これから信長は摂津の完全制圧に動くだろうし、伊勢も時間の問題だ。本当に動きが速いが、これで彼と領地が隣接する。兼定の政治力が試されるのはこれからだ。
22だけど・・・
そして、この後は信長包囲網が形成される。きっと浅井、朝倉、本願寺が中心となり、三好三人衆や摂津の国人衆、雜賀や根来、六角など、有象無象が反織田で行動を起こす。
松永や毛利はどうか知らないが、最終的には武田や上杉も加わることになるだろう。
その中で、一条家が播磨にいることは、織田方にとっては史実にはない好材料だろう。
何せ、宇喜多や毛利はこの包囲網に参加できない。三好の主力だった阿波兵もいないのである。
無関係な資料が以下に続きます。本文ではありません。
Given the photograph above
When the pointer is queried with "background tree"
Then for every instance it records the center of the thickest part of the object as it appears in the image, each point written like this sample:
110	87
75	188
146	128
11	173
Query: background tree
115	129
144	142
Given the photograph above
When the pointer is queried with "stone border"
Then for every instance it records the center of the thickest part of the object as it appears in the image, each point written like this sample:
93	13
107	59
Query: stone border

その中国以西であるが、そろそろ山中鹿之助が大暴れする頃合いではないだろうか。それに、大内輝弘ってのもいたなあ。毛利にとっては受難の日々が訪れる。
ということで、嵐の前にやることはたくさんある。
「御所様、明けましておめでとうございます。松山で迎える初めての新年、まことに喜ばしいことでございます。」
「宗珊を始め、羽生、安並、為松らも健勝そうで何よりじゃ。今年もまた飛躍が続く年にしたいゆえ、皆の働きに期待しておるぞよ。」
「ははっ!有り難き仰せにございまする。我ら家老衆一同、今年も粉骨砕身、お尽くしする所存ですので、ご期待あれ。」
「うむ。今年は金にも余裕があるし、軍備にも力を入れたいのう。」
「はい。松山でも随分足軽が増えてまいりました。」
「もう、毛利も我らが怖くて手が出せないほどの兵力となりましたな。」
「油断はできぬぞ。それで、守りの方はどうなっておる?」
「最終の防御線であります、高縄半島先端の大角鼻、糸山、来島、馬島には砲台を、遠見山には城を既に整備しております。」
「それより前線の城は出来上がったかの?」
「はい、大島には養老に小さいながら新たな城を構え、伯方島には木浦、金ケ崎の二城。大三島には甘崎、幸崎に砲台を、明日に城を構えており、守りはかつて無いほどに固めております。」
「ならば、後顧の憂いなく前に出られるのう。」
「摂津でも美作でも、好きなところに出られますぞ。」
「毛利と大友殿の和睦については進んでおるか?」
「いえ、どちらも相手が飲めないような条件を提示しておりまして、遅々として進みません。」
「そもそも、和睦する気など無いのではございませんか。」
「そうじゃろうのう。麿も期待はしておらぬ。」
「では、骨を折るのは何故でございましょう。」
「大友と毛利動きを封じるためのお茶濁しじゃ。時間を稼げればそれで良いのでおじゃる。」
「さすがは御所様。良い落とし所ですな。」
「どこにも落とさぬが、落とし所よ。」
「大友殿と毛利は当分、動けぬでしょうな。」
「その後ろの島津はどうなっておる?」
「はい、数年前に先代が隠居し、今は若い三郎左衛門が当主となっており、薩摩や大隅、日向で盛んに戦をしております。」
「龍造寺はどうじゃ。」
「肥前の大半は平定したようでございますな。しかし、少弐氏旧臣もまだ、根強く抵抗を続けているようです。」
「九州はいずれ、大友、島津、龍造寺の争いになっていく。」
「伊東殿から救援の要請があるかも知れませんな。」
「そうであるの。可能性は低いが、考えておくぞよ。」
「とにかく今は、兵を増やし、鍛える時ですな。」
「そうじゃ。今西国で一番安定しているのも、力を使わず蓄えているのも当家じゃ。行くべき時は行くぞよ。」
「見事な新年の抱負にございます。」
「今年はもっと神懸かって見せるぞよ。」
最高潮に調子に乗る兼定であった。